Le système de gestion d’ingénierie de construction en Afrique du Sud est plus avancé que celui de la Chine. COVEC a acquis de l’expérience en Afrique du Sud. Dans ce pays, pour tous les projets et opérations, on doit remettre un rapport sur l’environnement, un autre sur la sécurité une semaine avant le début des travaux. Pour creuser une rigole, on doit noter clairement dans le rapport sur l’environnement quels arbres et herbes seront touchés, et dans le cas où ces plantes sont protégées par l’État, où on les déplacera. Le rapport sur la sécurité est plus strict. Les mesures de protection varient selon la profondeur de rigole. On doit également concrétiser les mesures contre la poussière et tous les accidents possibles.
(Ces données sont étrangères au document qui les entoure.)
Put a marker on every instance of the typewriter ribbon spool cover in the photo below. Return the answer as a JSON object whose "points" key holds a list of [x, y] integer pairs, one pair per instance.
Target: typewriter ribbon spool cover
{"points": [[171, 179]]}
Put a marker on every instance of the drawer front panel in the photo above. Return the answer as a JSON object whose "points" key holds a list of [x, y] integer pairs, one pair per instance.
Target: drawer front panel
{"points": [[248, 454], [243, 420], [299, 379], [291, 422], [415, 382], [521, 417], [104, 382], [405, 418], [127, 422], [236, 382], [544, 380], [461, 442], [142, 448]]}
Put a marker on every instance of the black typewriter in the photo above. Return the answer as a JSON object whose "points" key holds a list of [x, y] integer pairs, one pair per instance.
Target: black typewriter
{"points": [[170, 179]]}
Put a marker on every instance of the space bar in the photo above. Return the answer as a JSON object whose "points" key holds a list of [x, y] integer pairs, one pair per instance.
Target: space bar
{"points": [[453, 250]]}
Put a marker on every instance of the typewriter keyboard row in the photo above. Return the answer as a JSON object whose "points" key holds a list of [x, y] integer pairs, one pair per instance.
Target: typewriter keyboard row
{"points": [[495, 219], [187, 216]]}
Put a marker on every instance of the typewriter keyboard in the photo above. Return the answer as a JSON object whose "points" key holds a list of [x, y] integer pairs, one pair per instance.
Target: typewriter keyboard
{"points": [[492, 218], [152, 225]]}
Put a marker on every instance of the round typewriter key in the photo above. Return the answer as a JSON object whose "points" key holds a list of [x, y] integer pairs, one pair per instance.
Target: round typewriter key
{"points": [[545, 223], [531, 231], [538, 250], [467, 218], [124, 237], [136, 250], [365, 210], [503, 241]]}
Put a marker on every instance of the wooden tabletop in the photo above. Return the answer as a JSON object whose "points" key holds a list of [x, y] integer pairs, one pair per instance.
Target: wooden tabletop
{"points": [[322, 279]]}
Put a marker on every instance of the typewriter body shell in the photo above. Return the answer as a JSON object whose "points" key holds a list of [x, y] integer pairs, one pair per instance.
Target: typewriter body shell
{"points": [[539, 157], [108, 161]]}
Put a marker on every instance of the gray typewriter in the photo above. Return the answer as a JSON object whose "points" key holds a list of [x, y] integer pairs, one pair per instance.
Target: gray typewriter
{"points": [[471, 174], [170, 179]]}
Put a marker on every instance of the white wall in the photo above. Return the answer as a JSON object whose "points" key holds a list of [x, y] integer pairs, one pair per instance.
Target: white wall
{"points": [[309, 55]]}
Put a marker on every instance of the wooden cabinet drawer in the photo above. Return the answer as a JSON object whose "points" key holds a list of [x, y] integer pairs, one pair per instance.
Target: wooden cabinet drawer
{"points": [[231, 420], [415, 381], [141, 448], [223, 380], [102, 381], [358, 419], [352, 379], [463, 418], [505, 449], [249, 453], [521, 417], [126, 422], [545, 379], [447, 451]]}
Les ouvriers doivent être équipés d’un casque, d’un masque respiratoire, de verres protecteurs, d’une combinaison, de gants et chaussures protecteurs. Les gestionnaires doivent avoir un talkie-walkie, et les véhicules être munis d’un signal lumineux. Le surveillant donne son accord de mise en chantier une fois toutes ces conditions remplies. Sur le chantier de COVEC en Afrique du Sud, tout est en ordre.

Pour entrer dans la société locale, COVEC a adhéré à des associations et chambres de commerce afin de communiquer avec les entreprises du secteur, les syndicats, etc., et de renforcer la compréhension et la connaissance de la culture locale.
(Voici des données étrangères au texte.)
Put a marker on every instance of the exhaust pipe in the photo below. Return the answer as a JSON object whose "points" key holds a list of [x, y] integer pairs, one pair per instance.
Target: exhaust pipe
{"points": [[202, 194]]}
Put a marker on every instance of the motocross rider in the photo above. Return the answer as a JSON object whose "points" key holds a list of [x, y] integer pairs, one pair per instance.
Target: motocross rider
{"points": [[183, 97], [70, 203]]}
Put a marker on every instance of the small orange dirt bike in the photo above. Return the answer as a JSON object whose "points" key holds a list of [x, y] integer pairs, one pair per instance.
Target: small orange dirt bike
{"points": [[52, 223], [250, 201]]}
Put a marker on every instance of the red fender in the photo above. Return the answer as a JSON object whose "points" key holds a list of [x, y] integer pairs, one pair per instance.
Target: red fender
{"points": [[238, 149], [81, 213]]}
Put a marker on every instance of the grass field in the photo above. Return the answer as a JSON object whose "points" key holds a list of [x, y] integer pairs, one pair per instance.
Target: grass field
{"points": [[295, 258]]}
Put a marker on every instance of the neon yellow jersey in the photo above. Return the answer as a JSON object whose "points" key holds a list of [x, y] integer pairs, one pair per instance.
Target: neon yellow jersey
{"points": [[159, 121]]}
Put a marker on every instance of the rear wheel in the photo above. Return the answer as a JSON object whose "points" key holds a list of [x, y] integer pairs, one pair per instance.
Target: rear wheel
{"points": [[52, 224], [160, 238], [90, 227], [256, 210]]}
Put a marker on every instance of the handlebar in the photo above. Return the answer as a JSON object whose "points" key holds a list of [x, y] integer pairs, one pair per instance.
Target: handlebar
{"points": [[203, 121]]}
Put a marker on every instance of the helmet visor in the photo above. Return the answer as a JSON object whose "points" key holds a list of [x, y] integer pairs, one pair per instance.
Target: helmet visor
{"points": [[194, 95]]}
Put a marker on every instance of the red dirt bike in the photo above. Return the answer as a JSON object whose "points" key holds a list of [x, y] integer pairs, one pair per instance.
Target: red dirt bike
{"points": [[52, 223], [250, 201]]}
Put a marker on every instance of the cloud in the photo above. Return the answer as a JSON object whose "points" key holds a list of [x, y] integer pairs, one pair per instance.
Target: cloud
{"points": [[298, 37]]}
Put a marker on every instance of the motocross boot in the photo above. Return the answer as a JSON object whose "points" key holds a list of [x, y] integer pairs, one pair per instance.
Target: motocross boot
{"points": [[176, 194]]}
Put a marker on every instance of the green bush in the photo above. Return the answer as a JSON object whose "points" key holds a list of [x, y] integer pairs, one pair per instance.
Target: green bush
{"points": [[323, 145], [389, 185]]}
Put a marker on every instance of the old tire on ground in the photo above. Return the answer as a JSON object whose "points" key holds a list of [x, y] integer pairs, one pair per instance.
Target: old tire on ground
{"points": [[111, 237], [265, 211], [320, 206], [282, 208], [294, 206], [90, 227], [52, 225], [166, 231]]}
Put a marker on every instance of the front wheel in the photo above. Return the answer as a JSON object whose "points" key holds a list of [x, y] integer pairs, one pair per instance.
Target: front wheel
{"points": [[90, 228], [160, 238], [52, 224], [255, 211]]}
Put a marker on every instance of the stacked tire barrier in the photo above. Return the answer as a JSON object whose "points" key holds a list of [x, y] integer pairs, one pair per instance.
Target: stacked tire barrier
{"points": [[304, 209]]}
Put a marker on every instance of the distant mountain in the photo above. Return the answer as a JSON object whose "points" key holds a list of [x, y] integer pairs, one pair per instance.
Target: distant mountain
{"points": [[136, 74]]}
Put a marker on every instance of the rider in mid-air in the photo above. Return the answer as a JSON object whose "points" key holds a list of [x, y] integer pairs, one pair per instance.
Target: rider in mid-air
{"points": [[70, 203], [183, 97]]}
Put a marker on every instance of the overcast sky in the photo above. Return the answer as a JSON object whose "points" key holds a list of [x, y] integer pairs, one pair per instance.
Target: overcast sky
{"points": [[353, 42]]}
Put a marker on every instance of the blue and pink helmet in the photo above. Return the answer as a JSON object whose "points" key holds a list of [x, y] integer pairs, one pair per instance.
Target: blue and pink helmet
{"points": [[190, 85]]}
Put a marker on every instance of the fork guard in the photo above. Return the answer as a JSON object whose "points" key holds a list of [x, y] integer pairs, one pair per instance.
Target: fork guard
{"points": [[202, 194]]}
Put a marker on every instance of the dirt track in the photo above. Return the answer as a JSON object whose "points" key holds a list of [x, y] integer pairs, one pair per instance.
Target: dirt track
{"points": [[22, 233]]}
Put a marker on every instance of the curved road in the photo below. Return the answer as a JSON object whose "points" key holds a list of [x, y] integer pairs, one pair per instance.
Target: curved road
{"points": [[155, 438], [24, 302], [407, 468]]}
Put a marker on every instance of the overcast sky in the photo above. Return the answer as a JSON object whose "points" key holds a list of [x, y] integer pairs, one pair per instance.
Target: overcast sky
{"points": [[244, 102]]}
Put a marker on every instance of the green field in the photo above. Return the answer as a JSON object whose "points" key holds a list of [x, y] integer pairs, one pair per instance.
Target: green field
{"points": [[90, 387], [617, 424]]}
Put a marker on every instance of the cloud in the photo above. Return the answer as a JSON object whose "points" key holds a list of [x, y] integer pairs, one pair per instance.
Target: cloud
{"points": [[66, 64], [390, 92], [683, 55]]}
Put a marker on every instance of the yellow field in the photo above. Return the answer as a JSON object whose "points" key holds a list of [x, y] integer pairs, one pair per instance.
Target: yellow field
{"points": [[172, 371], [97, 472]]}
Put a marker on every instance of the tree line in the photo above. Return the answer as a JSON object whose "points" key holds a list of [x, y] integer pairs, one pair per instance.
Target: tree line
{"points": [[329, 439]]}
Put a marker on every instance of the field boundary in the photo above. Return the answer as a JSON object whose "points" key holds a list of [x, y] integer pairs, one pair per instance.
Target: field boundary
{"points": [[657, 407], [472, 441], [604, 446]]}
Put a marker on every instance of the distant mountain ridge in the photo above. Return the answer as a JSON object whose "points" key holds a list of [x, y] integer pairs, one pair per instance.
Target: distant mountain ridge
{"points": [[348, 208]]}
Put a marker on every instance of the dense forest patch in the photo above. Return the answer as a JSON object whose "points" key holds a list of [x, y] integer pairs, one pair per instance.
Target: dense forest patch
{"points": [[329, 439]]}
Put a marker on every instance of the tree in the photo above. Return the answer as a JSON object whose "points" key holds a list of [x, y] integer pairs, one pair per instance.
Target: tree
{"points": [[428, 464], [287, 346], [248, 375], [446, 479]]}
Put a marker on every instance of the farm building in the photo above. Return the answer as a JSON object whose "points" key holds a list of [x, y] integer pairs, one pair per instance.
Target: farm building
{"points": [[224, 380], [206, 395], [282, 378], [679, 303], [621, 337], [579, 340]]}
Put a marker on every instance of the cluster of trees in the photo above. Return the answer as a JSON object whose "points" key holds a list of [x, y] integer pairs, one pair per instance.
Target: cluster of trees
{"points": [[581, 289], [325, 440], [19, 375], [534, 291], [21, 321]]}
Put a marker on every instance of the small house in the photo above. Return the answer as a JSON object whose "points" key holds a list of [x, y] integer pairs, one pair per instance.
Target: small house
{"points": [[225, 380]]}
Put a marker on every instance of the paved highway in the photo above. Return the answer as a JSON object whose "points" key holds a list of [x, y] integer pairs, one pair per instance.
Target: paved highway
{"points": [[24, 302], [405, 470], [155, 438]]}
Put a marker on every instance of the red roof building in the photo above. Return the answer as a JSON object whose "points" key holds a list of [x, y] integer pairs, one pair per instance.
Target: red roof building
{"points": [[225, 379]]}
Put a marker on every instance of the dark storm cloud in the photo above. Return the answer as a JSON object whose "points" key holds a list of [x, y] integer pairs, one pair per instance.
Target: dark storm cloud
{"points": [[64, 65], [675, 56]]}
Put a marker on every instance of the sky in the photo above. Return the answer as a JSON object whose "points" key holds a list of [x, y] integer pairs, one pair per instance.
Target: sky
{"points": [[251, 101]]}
Construire ensemble une société harmonieuse

Les gestionnaires de haut niveau de COVEC en Afrique ont été recrutés dans l’ensemble du monde, et les ouvriers sont généralement les gens locaux. COVEC s’en tient au concept d’harmonie sociale. La population locale peut tirer profit des travaux de COVEC.

Un pont au Mali construit par COVEC. ZHONG HAI

Au Botswana, l’évaluateur général de COVEC est une personne locale dont le salaire mensuel est de 5 000 dollars, plus que le salaire du représentant général chinois. COVEC croit que les gens locaux, qui ont l’avantage de la langue et connaissent bien la situation, peuvent communiquer facilement avec les départements concernés et régler des affaires compliquées avec une grande facilité. En outre, certains hauts gestionnaires et ingénieurs africains de COVEC, qui ont étudié en Chine, possèdent des connaissances en génie civil et parlent chinois, jouent un rôle irremplaçable dans le groupe de COVEC.
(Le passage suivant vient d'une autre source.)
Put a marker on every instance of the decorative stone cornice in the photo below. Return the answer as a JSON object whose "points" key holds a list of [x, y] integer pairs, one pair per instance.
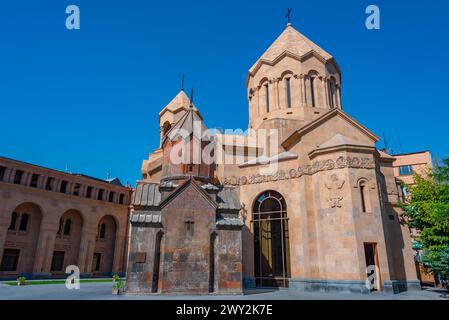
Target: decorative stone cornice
{"points": [[293, 173]]}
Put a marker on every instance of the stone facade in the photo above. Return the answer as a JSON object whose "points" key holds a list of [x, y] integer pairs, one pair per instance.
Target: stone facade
{"points": [[51, 219], [327, 213]]}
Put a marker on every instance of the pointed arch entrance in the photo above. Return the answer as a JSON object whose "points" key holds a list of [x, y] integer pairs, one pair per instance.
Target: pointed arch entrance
{"points": [[271, 240]]}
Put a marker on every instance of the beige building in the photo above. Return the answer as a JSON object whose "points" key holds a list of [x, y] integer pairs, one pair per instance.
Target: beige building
{"points": [[51, 219], [328, 215]]}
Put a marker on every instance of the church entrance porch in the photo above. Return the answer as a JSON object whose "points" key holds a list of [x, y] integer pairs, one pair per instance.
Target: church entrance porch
{"points": [[271, 240]]}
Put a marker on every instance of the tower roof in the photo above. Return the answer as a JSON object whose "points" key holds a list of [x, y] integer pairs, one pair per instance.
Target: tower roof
{"points": [[289, 42], [191, 122], [180, 101]]}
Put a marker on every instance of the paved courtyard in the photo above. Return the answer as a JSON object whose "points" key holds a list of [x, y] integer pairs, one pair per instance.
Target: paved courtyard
{"points": [[103, 291]]}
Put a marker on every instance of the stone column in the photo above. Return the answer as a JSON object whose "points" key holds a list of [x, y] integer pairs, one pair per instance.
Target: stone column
{"points": [[44, 250], [118, 253], [4, 224], [86, 252]]}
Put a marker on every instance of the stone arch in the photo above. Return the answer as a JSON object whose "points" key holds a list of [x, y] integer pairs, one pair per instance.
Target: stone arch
{"points": [[103, 255], [271, 239], [21, 240], [67, 241]]}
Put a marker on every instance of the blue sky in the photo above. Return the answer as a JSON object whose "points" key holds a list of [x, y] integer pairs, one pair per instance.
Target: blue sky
{"points": [[90, 98]]}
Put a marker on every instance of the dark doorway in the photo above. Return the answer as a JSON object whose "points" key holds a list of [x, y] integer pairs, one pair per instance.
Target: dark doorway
{"points": [[271, 240], [372, 266], [157, 261]]}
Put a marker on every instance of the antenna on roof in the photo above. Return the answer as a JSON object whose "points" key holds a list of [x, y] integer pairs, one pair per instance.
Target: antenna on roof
{"points": [[191, 98], [289, 16], [397, 137]]}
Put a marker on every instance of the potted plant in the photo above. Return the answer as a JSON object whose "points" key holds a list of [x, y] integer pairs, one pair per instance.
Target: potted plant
{"points": [[21, 281], [118, 286]]}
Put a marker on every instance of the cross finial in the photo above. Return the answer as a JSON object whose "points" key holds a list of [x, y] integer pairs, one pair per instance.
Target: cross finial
{"points": [[288, 16], [191, 98]]}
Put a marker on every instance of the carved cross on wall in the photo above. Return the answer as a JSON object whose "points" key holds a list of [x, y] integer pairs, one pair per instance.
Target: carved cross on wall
{"points": [[334, 185]]}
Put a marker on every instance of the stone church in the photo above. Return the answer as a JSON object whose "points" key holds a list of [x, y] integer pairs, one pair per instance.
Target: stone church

COVEC forme ses ouvriers dans le travail. Après un ouvrage, 50 % d’entre eux maitrisent une technique particulière, devenant menuisiers ou maçons qualifiés. Ils peuvent alors avoir un revenu stable grâce à leur capacité, et certains sont même devenus patrons.

COVEC attache également de l’importance à la santé des travailleurs, diffusant sur les chantiers des connaissances de protection contre toute infection, le sida par exemple.

Actuellement, COVEC est un grand contribuable et un grand employeur en Afrique. Au Botswana, la Société a un projet de rénovation et d’agrandissement des logements ordinaires et des écoles primaires et secondaires. COVEC s’y est mêlé dès le début avec 300 millions de yuans de prêts préférentiels et bonifiés du gouvernement chinois. L’accomplissement des ouvrages apporte le bonheur à la population locale.